A New Journey (by Cecelia)

But God!!!! I am in awe at the many ways that He shows Himself and His provisions, His love, His grace and His generosity when we surrender ourselves to serve Him in foreign lands.  Our Heavenly Father continues to prove to me that I can trust Him wholeheartedly to provide my every need.  Therefore, I can live my life completely openhandedly even when I think that I don’t have enough.

Exceeding our fundraising goal, generous donations of money and supplies, extra baggage allowed, unexpected acts of kindness before and during our travel, physical health for the tasks needed (knee injury 2 months before trip), just the right blending of gifts and talents (storytelling, medical clinic, mattress ministry, etc.), adequate provisions for specific requests even when supplies were left behind,  confirmations of God’s will being done (letters from American children), lessons in faith through people and devotions, and many other demonstrations of God’s hand in our work were evident throughout our journey.  Even having all hands on deck from our Ugandan team to help us shop for crafts our last day there was amazing to witness. We had just enough people, shillings and time to get it done and packed and to get to the airport – a true team effort.

As a first-time team leader, I willingly gave up my wants and desires to ensure that other team members had the best experience possible.  But it was not me, but God in me that made it possible.  The experience of mission work brings out something in all of us that we would never know existed without this experience.  It was wonderful to see Caroline, Claire and Jadyn stepping out on faith to have an experience of a lifetime that few people get to have. We place ourselves at the mercy of people – imperfect humanity in order to bless some of the most vulnerable of God’s creation.  And it is only by His Grace that we go and return safe and sound.

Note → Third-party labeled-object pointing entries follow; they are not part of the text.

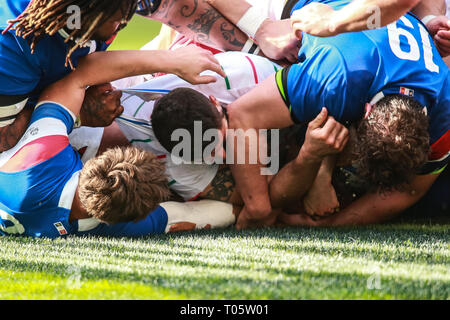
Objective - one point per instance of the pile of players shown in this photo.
(354, 94)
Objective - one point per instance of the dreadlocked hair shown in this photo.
(43, 17)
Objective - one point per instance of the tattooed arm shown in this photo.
(197, 20)
(11, 134)
(223, 188)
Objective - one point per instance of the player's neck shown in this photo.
(77, 211)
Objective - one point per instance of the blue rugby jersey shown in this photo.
(37, 200)
(345, 72)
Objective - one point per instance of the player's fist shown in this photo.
(101, 106)
(325, 136)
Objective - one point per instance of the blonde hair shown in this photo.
(123, 184)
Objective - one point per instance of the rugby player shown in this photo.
(345, 74)
(134, 126)
(200, 23)
(46, 192)
(320, 19)
(38, 46)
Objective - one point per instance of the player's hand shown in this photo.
(321, 199)
(439, 29)
(324, 136)
(101, 106)
(189, 62)
(317, 19)
(277, 40)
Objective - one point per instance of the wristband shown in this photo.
(250, 47)
(251, 21)
(427, 19)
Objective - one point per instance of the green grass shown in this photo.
(402, 261)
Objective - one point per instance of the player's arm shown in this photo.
(199, 21)
(261, 108)
(432, 13)
(11, 134)
(321, 20)
(324, 137)
(372, 208)
(275, 38)
(103, 67)
(168, 217)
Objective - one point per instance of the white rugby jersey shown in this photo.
(244, 72)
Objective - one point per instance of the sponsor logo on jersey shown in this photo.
(406, 92)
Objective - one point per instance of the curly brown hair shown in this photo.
(392, 144)
(123, 184)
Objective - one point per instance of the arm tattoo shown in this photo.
(221, 188)
(229, 35)
(199, 21)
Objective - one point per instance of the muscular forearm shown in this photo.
(293, 181)
(199, 21)
(233, 10)
(368, 14)
(430, 7)
(375, 208)
(103, 67)
(11, 134)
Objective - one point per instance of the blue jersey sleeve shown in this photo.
(154, 223)
(318, 81)
(19, 69)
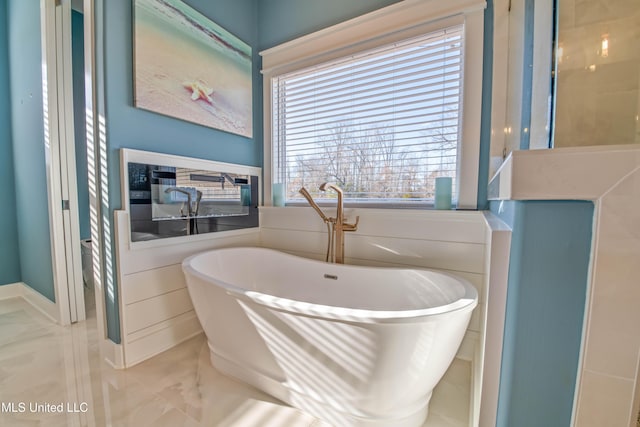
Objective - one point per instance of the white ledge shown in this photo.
(576, 173)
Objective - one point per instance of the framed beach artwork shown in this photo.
(190, 68)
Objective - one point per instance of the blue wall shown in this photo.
(284, 20)
(9, 248)
(548, 277)
(25, 65)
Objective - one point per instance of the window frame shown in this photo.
(400, 21)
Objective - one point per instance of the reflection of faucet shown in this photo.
(335, 226)
(192, 212)
(183, 191)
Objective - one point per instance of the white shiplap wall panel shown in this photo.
(155, 306)
(149, 312)
(150, 283)
(448, 226)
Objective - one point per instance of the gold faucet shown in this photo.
(336, 227)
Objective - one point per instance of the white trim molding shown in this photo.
(41, 303)
(400, 21)
(608, 386)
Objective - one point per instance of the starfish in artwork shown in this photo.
(199, 90)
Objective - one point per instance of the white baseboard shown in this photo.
(113, 353)
(468, 347)
(41, 303)
(13, 290)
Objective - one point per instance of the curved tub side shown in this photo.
(345, 372)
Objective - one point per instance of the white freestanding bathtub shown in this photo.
(355, 346)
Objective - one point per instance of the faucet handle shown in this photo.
(351, 227)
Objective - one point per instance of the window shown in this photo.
(382, 120)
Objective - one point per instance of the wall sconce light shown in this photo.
(559, 53)
(604, 49)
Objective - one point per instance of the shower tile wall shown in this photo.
(598, 73)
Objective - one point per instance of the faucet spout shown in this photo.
(336, 226)
(313, 204)
(340, 208)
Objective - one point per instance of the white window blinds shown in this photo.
(382, 124)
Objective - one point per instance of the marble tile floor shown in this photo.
(54, 376)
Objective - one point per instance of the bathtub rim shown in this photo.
(467, 303)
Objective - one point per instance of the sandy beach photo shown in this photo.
(190, 68)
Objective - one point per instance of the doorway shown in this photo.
(74, 191)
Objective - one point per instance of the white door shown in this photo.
(60, 156)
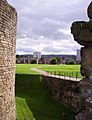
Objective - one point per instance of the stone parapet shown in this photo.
(82, 33)
(8, 19)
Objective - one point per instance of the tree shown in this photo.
(71, 62)
(34, 61)
(58, 60)
(53, 61)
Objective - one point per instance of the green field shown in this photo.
(62, 70)
(33, 99)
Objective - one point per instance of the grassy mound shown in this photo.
(33, 99)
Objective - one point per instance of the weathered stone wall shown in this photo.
(8, 19)
(82, 32)
(65, 91)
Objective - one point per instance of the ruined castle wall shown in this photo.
(8, 18)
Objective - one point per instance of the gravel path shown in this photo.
(54, 76)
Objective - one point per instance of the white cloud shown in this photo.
(45, 25)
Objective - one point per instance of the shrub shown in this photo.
(53, 61)
(33, 61)
(71, 62)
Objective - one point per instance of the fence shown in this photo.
(65, 74)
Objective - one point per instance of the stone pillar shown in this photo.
(8, 19)
(82, 32)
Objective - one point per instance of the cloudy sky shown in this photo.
(44, 25)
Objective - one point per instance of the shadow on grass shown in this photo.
(39, 100)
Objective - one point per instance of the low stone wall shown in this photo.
(65, 92)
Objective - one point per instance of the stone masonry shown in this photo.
(82, 32)
(8, 19)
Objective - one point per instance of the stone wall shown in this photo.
(65, 92)
(8, 19)
(82, 33)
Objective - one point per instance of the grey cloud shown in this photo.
(44, 18)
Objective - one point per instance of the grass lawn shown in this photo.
(33, 99)
(63, 70)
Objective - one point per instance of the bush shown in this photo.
(71, 62)
(53, 61)
(33, 61)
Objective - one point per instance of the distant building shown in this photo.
(37, 56)
(78, 57)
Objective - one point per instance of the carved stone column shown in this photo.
(8, 19)
(82, 32)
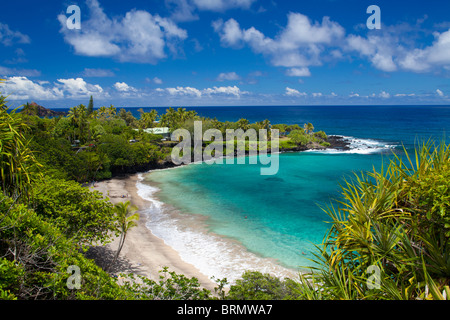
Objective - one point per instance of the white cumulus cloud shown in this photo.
(139, 36)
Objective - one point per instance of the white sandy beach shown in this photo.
(145, 253)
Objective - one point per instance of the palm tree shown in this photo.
(127, 219)
(243, 124)
(90, 106)
(18, 166)
(112, 111)
(309, 128)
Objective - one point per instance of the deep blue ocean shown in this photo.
(279, 217)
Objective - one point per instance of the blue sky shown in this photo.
(225, 52)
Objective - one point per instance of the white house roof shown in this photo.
(158, 130)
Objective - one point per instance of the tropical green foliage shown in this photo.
(18, 166)
(257, 286)
(389, 235)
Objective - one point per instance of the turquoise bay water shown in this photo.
(279, 216)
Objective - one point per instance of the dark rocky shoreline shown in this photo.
(336, 142)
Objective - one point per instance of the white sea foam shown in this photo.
(214, 255)
(360, 146)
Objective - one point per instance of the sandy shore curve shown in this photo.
(143, 253)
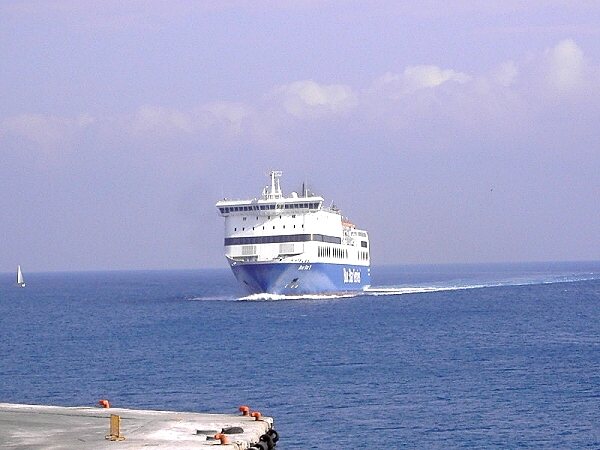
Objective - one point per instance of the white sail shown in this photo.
(20, 280)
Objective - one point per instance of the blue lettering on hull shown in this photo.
(301, 278)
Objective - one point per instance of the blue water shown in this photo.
(491, 356)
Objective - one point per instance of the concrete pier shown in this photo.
(57, 427)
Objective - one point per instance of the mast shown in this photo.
(20, 280)
(275, 191)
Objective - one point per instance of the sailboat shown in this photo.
(20, 281)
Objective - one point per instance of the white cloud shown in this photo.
(566, 66)
(415, 78)
(308, 99)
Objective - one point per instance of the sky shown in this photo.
(459, 131)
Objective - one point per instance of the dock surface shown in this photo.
(59, 427)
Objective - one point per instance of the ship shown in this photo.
(294, 245)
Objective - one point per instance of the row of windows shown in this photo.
(228, 209)
(332, 252)
(282, 238)
(283, 226)
(268, 217)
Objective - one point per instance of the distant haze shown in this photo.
(461, 131)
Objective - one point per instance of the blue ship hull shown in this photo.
(301, 278)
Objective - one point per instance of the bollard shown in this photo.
(115, 429)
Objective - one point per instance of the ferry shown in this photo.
(293, 245)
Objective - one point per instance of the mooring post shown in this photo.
(115, 429)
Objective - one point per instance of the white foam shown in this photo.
(274, 297)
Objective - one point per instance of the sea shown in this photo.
(430, 357)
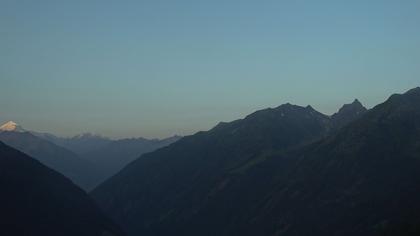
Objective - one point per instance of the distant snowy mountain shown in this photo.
(11, 126)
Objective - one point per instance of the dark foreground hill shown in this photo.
(79, 170)
(36, 200)
(206, 184)
(112, 157)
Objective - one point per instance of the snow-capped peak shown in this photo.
(11, 126)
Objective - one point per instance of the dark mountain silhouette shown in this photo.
(348, 113)
(80, 171)
(112, 157)
(251, 177)
(167, 190)
(36, 200)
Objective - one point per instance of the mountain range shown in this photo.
(86, 159)
(285, 171)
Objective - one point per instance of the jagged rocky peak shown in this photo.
(348, 113)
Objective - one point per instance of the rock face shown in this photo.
(36, 200)
(181, 188)
(279, 172)
(348, 113)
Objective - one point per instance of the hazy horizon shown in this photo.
(159, 68)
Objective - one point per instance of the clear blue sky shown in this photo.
(156, 68)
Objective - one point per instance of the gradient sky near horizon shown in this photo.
(157, 68)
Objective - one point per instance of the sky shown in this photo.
(158, 68)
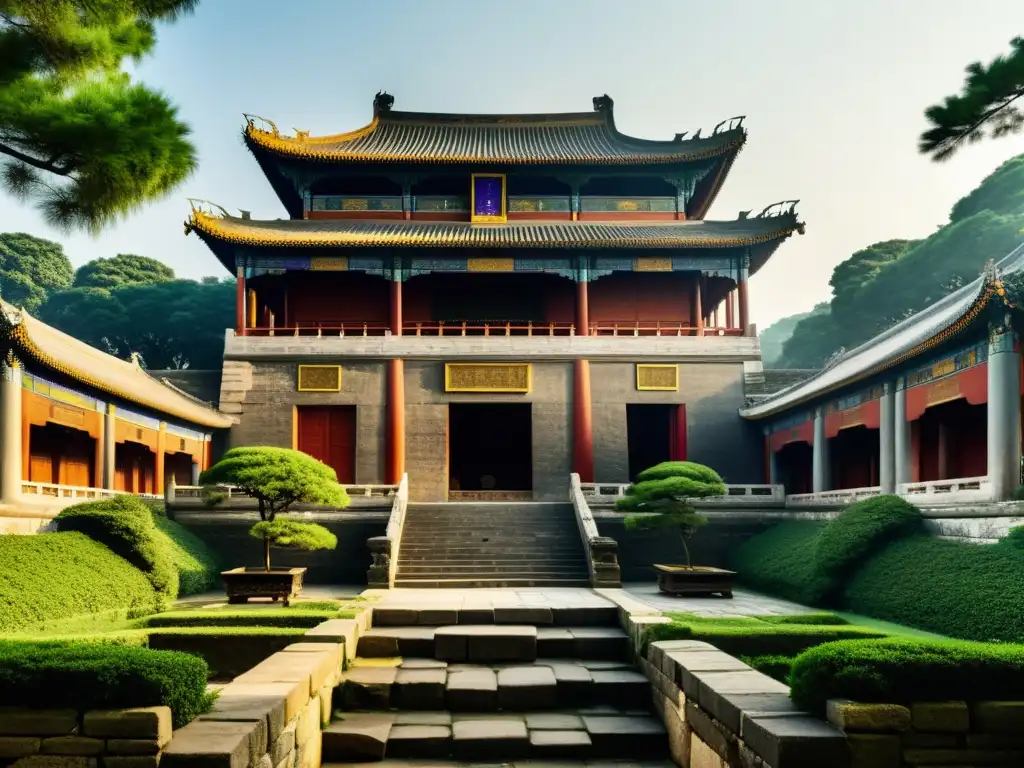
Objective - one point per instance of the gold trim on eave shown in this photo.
(303, 370)
(653, 370)
(518, 377)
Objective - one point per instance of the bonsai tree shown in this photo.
(276, 478)
(662, 498)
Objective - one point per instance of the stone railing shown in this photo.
(832, 498)
(50, 491)
(384, 549)
(606, 493)
(68, 737)
(947, 492)
(601, 551)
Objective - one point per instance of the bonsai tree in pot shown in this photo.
(663, 498)
(276, 478)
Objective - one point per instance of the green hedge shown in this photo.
(781, 561)
(862, 528)
(47, 579)
(84, 676)
(125, 524)
(905, 671)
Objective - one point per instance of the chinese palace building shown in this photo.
(77, 424)
(489, 302)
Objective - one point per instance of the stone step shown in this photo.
(576, 734)
(496, 643)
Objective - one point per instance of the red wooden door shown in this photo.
(328, 434)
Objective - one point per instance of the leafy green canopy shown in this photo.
(83, 141)
(987, 101)
(120, 270)
(32, 269)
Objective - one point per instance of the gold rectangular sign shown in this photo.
(320, 379)
(657, 378)
(486, 377)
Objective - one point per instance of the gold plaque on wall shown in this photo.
(657, 378)
(486, 377)
(320, 379)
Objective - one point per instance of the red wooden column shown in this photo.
(395, 460)
(240, 302)
(583, 433)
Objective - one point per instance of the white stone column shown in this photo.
(901, 436)
(820, 469)
(887, 439)
(10, 432)
(1004, 414)
(110, 446)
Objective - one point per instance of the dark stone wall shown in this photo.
(639, 550)
(227, 535)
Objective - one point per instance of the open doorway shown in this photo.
(489, 446)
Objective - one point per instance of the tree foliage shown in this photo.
(989, 101)
(31, 269)
(171, 324)
(123, 269)
(662, 498)
(84, 142)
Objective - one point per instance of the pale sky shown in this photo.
(834, 94)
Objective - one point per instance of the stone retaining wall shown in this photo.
(97, 738)
(989, 733)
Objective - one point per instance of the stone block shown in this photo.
(420, 689)
(940, 717)
(19, 747)
(489, 739)
(132, 747)
(142, 722)
(18, 721)
(357, 737)
(871, 718)
(420, 741)
(472, 690)
(875, 751)
(212, 743)
(796, 741)
(998, 717)
(82, 745)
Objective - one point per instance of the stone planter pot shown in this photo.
(696, 582)
(278, 584)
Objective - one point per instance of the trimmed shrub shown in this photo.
(781, 561)
(197, 564)
(861, 529)
(956, 589)
(125, 524)
(84, 676)
(52, 578)
(903, 671)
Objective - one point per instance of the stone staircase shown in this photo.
(461, 545)
(496, 686)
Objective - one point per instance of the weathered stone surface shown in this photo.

I always look forward to seeing the children in Koreng.  This, my third trip there, was different from the first two because of my new role as team leader and our focus area this year was Kadacar.  But this would be the first year that I got to travel to Kaihura.  Just as the Lord showed me his perfect will for my previous trips to Koreng, He faithfully did the same for me in Kaihura.

What always amazes me are the names of the people I meet (children and adults) and how they relate to significant people in my life back home in the US or biblical characters whose stories I know.  To also hear the stories of the children and adults at Bringing Hope to the Family (BHTF) and Home Away, etc. and to hear the needs, both met and unmet, helped me understand why the Lord allowed me to go there this year.  Even the other Americans I met there, like the Duke students who I never saw in Durham but got to talk to them thousands of miles away from home.  I am so grateful that I had the chance to visit Kaihura this year and already see opportunities to return and be of greater assistance.

REGRETS

The stupidity and audacity of me to go out in the mission fields and take an extra pair of shoes to change into.  How stupid was that considering that I would encounter hundreds, if not thousands of people that day that may not have one pair of shoes.  It was thoughtless and insensitive.  It didn’t even dawn on me the absurdity of what I had done until I was asked by a young woman if she could have the shoes in my hand.  I denied her request because I had brought them to change into for the speech that I would later give that night.  What possessed me to be carrying a pair of shoes that I was not planning to give away!  And then on top of it all, a storm arose before the time for me to speak, and I never even gave the speech that night – and never changed into the shoes.  Lord, forgive me please for the loss of my mind and heart that day!  Given the chance to do it all over again, I would have gladly given that young woman those shoes.  I just pray that I will get another chance to be a blessing to her or someone else next year!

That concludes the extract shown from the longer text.